I was playing around with the prime counting function and came across something that seemed correct to me, maybe it's already been proven but I don't know so I decided to ask here.
maybe a stupid question but whatever
Is $$\pi((n+1)^2) < \frac{(n+2)^2}{\ln((n+2)^2)}$$ for $n>0$?

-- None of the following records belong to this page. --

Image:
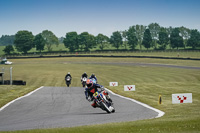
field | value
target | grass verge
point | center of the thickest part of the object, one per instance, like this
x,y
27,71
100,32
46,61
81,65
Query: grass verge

A numerical calculation (in, say, Wolfram Alpha or Mathematica) shows that if $x \geq e$, then $$\frac{(\sqrt{x}+1)^2}{2\log(1+\sqrt{x})}<\frac{x}{\log x}\Big(1+\frac{1}{\log x}+\frac{2}{(\log x)^2}\Big).$$ Moreover, Pierre Dusart proved that if $x\geq 88,879$, then $$ \frac{x}{\log x}\Big(1+\frac{1}{\log x}+\frac{2}{(\log x)^2}\Big)<\pi(x). $$ Therefore, if $x\geq 88,879$, then $$ \frac{(\sqrt{x}+1)^2}{2\log(1+\sqrt{x})}<\pi(x). $$ Under the change of variables $n=\sqrt{x}-1$, we find that if $n\geq 297$, then $$ \frac{(n+2)^2}{\log[(n+2)^2]}<\pi((n+1)^2). $$ ADDED: An additional numerical calculation shows that the only positive integers $n$ such that $$\pi((n+1)^2)<\frac{(n+2)^2}{\log[(n+2)^2]}$$ are $1$, $2$, $3$, $4$, $5$, $6$, $7$, and $9$.